Once I got my code at least partially working with the USB library, I found some odd bugs – for instance, the MCU could hang when sent a bunch of data in quick succession. I tracked this down to an issue that’s not limited to the USB code, but in fact present already in SLAA294 “MSP430 Software Coding Techniques” – the starting point for pretty much all MSP430 code.


The above flowchart is based on one in SLAA294, and illustrates the combination of interrupts to react to events with a main thread that uses power saving sleep modes. The USB code didn’t even manage to follow this much, by the way; it was more sensitive to interrupt timing because the “Clear flag_1” portion was moved to after the “Execute flag_1 handler” section, meaning it could miss if this flag was applied again. However, this is only part of the problem.

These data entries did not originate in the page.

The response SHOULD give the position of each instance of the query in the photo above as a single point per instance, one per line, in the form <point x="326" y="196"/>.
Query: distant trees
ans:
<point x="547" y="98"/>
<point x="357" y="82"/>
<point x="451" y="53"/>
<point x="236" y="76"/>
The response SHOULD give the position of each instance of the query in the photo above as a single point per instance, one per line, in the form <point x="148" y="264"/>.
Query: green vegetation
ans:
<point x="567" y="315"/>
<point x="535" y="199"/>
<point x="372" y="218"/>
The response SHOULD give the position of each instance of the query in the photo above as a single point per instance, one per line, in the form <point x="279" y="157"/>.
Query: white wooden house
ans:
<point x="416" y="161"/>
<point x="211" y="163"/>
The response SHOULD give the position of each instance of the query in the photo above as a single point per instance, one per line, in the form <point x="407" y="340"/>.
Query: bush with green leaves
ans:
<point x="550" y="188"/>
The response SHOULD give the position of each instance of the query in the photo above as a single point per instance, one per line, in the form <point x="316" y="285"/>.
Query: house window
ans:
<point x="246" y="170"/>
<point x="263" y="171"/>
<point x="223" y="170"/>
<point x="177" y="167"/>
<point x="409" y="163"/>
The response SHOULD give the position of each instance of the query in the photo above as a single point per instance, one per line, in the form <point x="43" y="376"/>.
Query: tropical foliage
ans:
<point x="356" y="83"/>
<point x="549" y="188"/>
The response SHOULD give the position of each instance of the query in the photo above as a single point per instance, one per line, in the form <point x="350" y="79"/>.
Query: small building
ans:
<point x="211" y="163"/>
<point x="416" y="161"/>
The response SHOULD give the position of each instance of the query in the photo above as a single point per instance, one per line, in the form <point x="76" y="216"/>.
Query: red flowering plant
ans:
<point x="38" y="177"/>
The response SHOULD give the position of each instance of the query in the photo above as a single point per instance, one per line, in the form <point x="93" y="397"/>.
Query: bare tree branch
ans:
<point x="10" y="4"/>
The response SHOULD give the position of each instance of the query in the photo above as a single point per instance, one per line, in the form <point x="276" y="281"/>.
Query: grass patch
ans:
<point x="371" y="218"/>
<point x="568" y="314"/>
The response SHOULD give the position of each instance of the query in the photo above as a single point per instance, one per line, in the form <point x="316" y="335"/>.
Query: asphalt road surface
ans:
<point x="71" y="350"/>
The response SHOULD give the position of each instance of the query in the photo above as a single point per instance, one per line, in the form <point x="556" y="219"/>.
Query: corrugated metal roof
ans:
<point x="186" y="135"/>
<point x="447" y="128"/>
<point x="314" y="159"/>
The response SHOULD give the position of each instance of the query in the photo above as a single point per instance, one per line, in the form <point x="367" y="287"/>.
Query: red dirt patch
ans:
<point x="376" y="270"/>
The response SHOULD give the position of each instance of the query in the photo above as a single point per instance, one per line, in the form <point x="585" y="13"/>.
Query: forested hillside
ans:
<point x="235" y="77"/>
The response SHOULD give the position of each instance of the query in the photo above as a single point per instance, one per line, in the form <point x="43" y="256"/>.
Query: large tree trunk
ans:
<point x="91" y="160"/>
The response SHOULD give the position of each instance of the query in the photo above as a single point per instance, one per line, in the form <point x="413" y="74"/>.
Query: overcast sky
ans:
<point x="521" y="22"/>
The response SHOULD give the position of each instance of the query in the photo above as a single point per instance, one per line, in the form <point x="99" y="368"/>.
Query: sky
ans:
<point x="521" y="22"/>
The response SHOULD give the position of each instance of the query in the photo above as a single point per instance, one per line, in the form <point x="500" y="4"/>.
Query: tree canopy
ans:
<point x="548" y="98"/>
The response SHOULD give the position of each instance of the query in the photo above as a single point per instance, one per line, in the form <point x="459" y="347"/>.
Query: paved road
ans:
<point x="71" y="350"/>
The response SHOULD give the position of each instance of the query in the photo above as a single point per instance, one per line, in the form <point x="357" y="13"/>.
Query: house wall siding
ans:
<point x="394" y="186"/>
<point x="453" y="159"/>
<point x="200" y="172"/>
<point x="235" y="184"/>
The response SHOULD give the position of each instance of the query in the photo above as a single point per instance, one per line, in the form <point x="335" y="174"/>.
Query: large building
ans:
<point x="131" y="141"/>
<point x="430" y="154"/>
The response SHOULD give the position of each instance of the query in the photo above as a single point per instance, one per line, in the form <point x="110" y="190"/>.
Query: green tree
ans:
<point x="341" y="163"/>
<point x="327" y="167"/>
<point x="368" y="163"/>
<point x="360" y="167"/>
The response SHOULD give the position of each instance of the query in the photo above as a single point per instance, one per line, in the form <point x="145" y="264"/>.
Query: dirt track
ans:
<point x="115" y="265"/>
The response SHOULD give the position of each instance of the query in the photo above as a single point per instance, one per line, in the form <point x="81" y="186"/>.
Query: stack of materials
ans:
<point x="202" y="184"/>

There are two fundamental errors in the flowchart. First, there is no exit shown from the “Enter sleep” step, although it does continue to the first flag test once woken up. Secondly, the interrupts do not cause control to flow into that same test; they will return to wherever the main thread was. This could be anywhere within the main loop, including just before the “enter sleep” step – in which case the MCU will dutifully sleep until the next interrupt. For a simple example of this, consider what happens if first event 2 occurs, then event 1 while the main thread is at the flag_2 test step the second time around.

I propose a fairly simple solution. We add one more variable, let’s call it SR_sleep, containing the SR value used to enter sleep mode. When the ISRs decide to wake the main thread, they set not only the SR but also SR_sleep to active mode. Then the Enter sleep step is modified to contain precisely two instructions: One copies SR_sleep into SR, which will cause the main thread to sleep if SR_sleep has not been modified by an interrupt. The second sets SR_sleep to the sleep value. This acts similarly to the flags used to identify specific events, except there is no test; SR_sleep is set back to the sleep state immediately on wakeup, as we already know an interrupt must have occurred. This completely removes the window of time in which an interrupt may set a flag but fail to stop the main thread going to sleep. The trick revolves around the MSP430 not interrupting within an instruction, and being capable of loading SR from a memory variable in one instruction.

It gets somewhat more complicated if the main thread uses multiple sleep levels. In that case, the instruction resetting SR_sleep should read from a variable where the desired sleep mode is stored.